I have been taking advantage of an interesting if let pattern with Swift 4.2 that is broken in Swift 5. I am not sure if this is a bug or an intended change in behavior. My goal is to determine whether a given generic Type is Optional or not. Actually, more specifically, I want to store nil as the generic Type if the generic Type is Optional so being able to cast nil to that Type is what makes this pattern valuable. Under Swift 4.2, the following code will print
Bool
» failure
Optional<Bool>
» success
Under Swift 5 the code will print
Bool
» failure
Optional<Bool>
» failure
Here is the code:
let anyNil: Any? = nil
func test<T>(_ type: T.Type) {
print("\(T.self)")
if let _ = anyNil as? T {
print("» success")
} else {
print("» failure")
}
}
test(Bool.self)
test(Bool?.self)
In Swift 5 mode, when casting an optional value to a generic placeholder type, the compiler will be more conservative with the unwrapping of the value. The result of such a cast now more closely matches the result you would get in a nongeneric context. (SR-4248) (47326318)
For example:
func forceCast<U>(_ value: Any?, to type: U.Type) -> U {
return value as! U
}
let value: Any? = 42
print(forceCast(value, to: Any.self))
// Prints "Optional(42)"
// (Prior to Swift 5, this would print "42".)
print(value as! Any)
// Prints "Optional(42)"
Interesting! This looks like a regression in the runtime's dynamic casting machinery to me. The Swift 4.2 behaviour is correct due to the fact that Optional<T>.none can be cast to Optional<U>.none. This does appear to be fixed on master (i.e you once again get the 4.2 behaviour), but we should add a test case – I've filed SR-9837 to track that.
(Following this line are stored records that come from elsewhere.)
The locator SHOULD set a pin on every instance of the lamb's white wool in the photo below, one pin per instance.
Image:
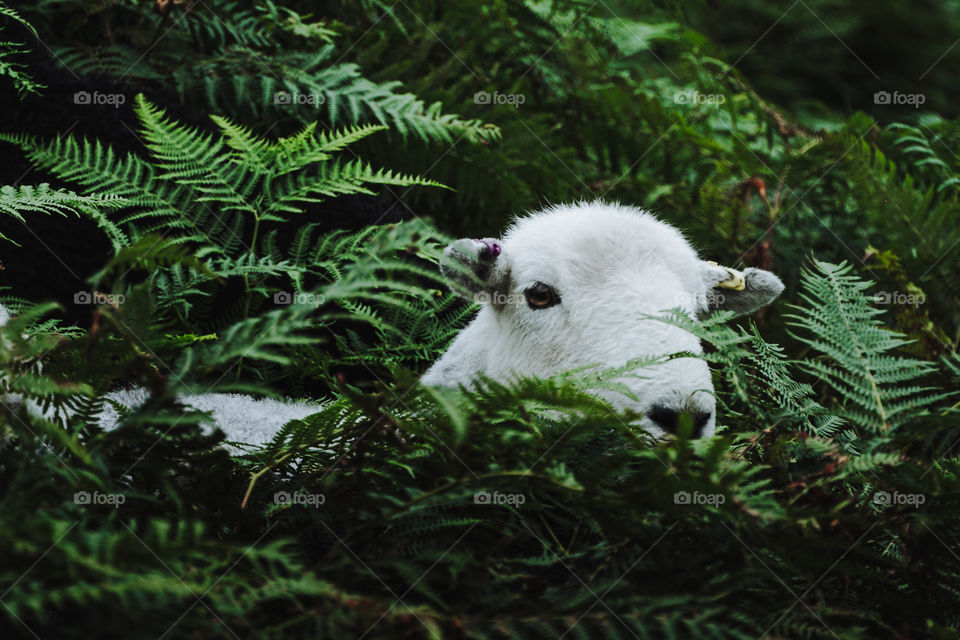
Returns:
(242, 418)
(567, 287)
(570, 287)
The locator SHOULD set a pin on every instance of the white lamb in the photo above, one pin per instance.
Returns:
(569, 287)
(573, 286)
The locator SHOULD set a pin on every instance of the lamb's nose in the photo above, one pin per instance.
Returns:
(668, 419)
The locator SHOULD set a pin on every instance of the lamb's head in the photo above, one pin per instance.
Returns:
(573, 286)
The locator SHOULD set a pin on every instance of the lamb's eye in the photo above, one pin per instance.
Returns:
(541, 296)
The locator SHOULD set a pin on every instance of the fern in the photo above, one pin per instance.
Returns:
(880, 390)
(9, 66)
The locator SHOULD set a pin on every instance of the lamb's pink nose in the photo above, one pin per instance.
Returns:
(492, 248)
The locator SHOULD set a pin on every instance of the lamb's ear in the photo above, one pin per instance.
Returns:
(742, 292)
(468, 264)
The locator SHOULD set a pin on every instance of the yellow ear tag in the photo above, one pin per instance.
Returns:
(736, 281)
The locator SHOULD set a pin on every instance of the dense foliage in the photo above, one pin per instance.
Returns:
(827, 506)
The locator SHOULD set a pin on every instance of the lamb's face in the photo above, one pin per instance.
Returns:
(574, 287)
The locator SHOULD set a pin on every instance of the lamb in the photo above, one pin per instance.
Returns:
(574, 286)
(569, 287)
@ole That change was also present in 4.2 (it just wasn't properly guarded by -swift-version 5), so is unrelated to this regression as far as I can tell.
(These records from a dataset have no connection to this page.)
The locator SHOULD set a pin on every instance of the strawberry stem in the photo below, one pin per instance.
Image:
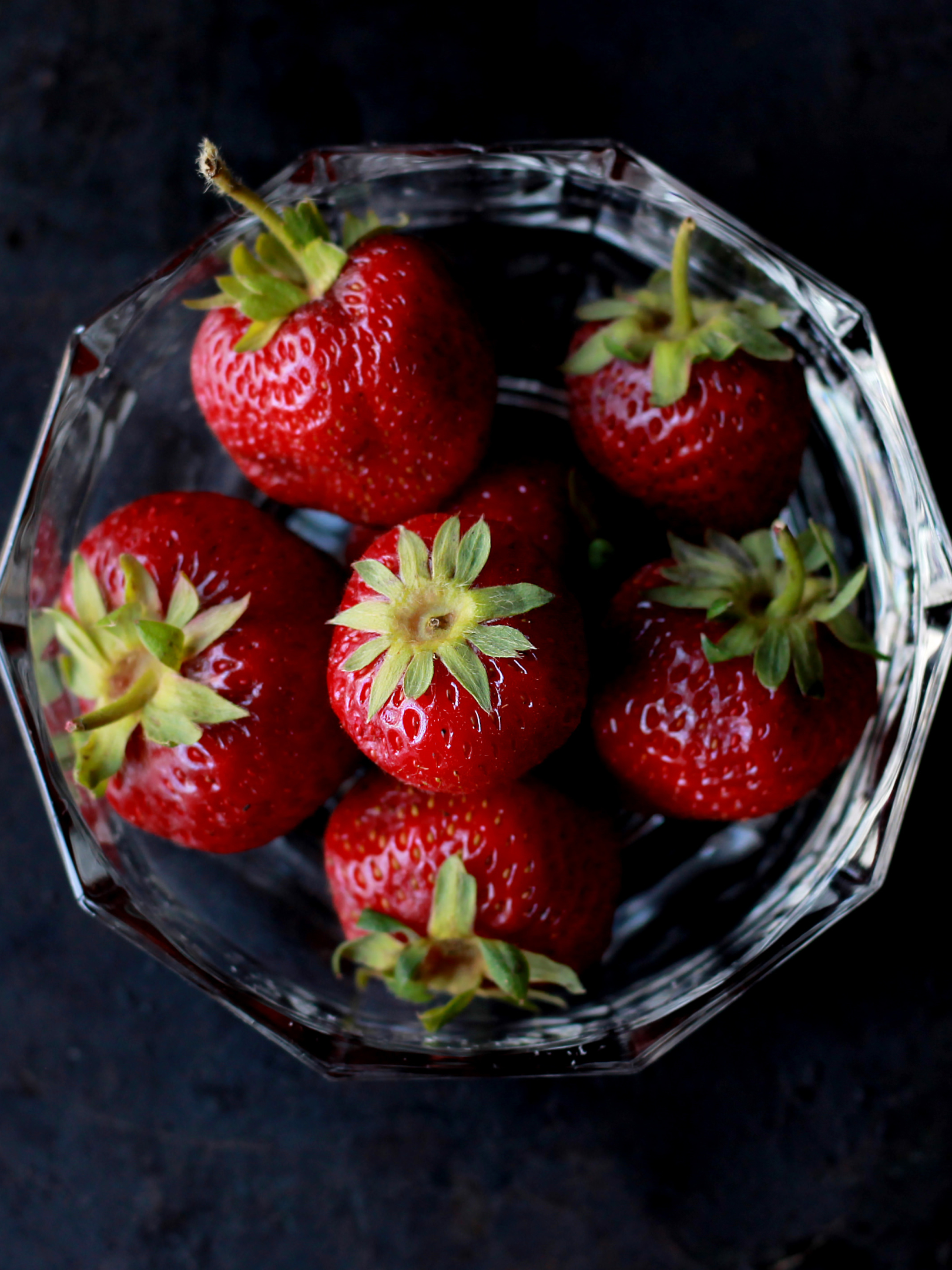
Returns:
(683, 320)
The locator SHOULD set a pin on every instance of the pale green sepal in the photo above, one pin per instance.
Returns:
(99, 753)
(367, 653)
(472, 554)
(521, 597)
(434, 1019)
(419, 675)
(197, 703)
(469, 671)
(454, 910)
(446, 548)
(671, 371)
(386, 680)
(86, 596)
(183, 604)
(544, 970)
(501, 641)
(370, 615)
(258, 336)
(507, 967)
(164, 640)
(772, 657)
(140, 587)
(380, 578)
(206, 628)
(169, 728)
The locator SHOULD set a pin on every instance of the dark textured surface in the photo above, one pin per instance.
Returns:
(141, 1128)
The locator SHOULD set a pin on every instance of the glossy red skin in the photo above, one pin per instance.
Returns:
(710, 742)
(374, 403)
(726, 456)
(548, 871)
(445, 741)
(248, 781)
(532, 498)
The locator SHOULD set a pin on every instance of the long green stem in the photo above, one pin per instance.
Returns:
(683, 312)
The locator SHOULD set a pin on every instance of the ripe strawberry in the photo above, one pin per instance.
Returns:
(441, 695)
(708, 724)
(352, 380)
(691, 406)
(197, 626)
(517, 863)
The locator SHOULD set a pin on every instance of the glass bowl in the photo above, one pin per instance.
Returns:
(708, 910)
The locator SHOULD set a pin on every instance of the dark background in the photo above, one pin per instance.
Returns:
(143, 1128)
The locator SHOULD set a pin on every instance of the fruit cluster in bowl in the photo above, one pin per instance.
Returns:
(226, 689)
Thanks for the suggestion! I had a similar thought late last night. In my actual use-case I need to store nil as the generic type so I initially thought a protocol like yours was not going to work because I cannot use it if I give my protocol an associated type. Then I realized that I can get nil initialization of an Optional as part of a similar "hacky" protocol without the associated type. At any rate, I'll wait for a fix if this is deemed a bug in the end!
Thanks! Didn't have the confidence that it was actually a bug but I will be stoked to get to keep using the pattern. Ever-so-slightly cleaner than an internal protocol conformance workaround IMO.